I was jolted out of the staring match by Jacob coming up behind us and slapping us both on our backs.

“Come on boys, let’s hit the showers, eh?”

* * *

It turned out there was nothing like a mud run to make you appreciate the invention of the shower. I had mud in crevices I didn’t even want to think about.

As I stood under the hot spray soaping myself, my thoughts snagged on Luke. Was the mud run a snapshot of what things would be like between us this season? Should I talk to him, try to clear the air? Yeah, perhaps, but he really wasn’t giving out the vibes of someone hanging out for a deep and meaningful.

I traced my finger along the rough skin on the inside of my wrist.

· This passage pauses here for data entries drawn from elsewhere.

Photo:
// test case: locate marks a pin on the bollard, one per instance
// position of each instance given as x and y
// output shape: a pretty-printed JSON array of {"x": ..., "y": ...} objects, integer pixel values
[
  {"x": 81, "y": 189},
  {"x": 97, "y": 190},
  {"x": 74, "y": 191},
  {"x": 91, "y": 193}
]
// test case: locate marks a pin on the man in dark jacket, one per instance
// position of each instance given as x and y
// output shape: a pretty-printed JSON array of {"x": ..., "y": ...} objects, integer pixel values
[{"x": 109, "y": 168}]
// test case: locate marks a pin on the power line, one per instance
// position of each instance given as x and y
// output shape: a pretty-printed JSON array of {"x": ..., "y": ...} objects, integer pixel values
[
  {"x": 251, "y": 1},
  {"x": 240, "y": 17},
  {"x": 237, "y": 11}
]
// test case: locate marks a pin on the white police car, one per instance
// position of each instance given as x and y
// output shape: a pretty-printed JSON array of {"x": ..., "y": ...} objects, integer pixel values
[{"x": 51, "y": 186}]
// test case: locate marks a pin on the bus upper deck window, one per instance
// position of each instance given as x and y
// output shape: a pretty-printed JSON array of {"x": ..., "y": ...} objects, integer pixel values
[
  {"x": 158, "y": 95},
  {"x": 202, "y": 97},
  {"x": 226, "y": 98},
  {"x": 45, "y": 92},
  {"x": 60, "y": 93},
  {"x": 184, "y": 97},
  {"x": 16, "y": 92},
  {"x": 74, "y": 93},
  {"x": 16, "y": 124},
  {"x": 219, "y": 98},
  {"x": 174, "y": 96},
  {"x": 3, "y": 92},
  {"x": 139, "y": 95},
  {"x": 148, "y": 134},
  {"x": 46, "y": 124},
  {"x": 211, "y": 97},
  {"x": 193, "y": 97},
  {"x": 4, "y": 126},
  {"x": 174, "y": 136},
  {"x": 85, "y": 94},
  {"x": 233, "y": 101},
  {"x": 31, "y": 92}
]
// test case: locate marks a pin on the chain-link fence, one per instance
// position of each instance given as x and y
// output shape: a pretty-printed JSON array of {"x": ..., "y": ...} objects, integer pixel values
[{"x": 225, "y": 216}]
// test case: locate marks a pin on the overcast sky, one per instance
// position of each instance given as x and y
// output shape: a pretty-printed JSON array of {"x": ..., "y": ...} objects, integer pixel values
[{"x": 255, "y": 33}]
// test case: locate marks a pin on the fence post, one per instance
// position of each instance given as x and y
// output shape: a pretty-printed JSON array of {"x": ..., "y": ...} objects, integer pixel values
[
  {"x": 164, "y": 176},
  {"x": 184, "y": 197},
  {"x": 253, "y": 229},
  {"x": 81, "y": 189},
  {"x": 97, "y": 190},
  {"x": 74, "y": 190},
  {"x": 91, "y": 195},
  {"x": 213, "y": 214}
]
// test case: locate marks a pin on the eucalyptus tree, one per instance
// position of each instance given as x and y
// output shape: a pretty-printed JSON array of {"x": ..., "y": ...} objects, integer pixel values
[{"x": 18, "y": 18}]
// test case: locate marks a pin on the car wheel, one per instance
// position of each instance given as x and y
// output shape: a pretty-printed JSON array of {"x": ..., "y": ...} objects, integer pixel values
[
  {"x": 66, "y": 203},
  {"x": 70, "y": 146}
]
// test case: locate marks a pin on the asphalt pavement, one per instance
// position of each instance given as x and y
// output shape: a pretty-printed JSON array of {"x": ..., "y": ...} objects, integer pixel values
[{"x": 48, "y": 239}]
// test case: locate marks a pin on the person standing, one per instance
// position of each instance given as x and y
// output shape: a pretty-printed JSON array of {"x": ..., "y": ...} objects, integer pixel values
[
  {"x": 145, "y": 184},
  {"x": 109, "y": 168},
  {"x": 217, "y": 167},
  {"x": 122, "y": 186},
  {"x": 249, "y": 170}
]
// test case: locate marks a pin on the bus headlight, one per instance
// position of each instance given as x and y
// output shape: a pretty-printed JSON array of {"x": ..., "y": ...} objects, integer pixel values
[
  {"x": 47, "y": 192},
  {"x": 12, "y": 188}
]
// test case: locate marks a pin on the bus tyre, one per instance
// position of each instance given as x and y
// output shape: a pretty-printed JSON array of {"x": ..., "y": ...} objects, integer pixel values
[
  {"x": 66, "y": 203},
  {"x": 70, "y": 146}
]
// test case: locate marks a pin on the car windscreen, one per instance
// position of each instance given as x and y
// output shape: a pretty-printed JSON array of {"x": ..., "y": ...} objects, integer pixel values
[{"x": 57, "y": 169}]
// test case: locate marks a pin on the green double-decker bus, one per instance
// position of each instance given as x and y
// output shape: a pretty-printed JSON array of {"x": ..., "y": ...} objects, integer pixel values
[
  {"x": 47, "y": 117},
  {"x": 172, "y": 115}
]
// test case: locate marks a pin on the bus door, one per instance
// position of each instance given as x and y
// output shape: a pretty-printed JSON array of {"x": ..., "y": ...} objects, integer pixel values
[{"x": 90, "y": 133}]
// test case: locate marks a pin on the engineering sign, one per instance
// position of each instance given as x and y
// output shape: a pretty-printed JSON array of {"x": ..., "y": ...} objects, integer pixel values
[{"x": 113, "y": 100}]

It was a scar from when I was nine. One of my mother’s dumb-as-fuck boyfriends had left a stove element on after he’d been spotting, and I’d burned myself trying to heat up a can of beans.

Stoned off his head, the guy had freaked out about me howling with pain, so I’d gotten the shit out of there and ridden my bike to the only place I could think to go.

Luke had been in bed, but I’d tapped on his window and he’d climbed out and bustled me over to the garden hose.

I could still remember his face in the moonlight as he cradled my hand under the cold water, his pajama bottoms getting soaked through.

I got out of the shower and wrapped a towel around me.

There was no sign of Luke. He’d obviously hightailed it out of the shower blocks.

Jacob was on the other side of the room getting dressed.

“Pretty sure I need an archaeologist to dig out all the mud,” I said. “But I don’t think anyone would volunteer for that excavation team.”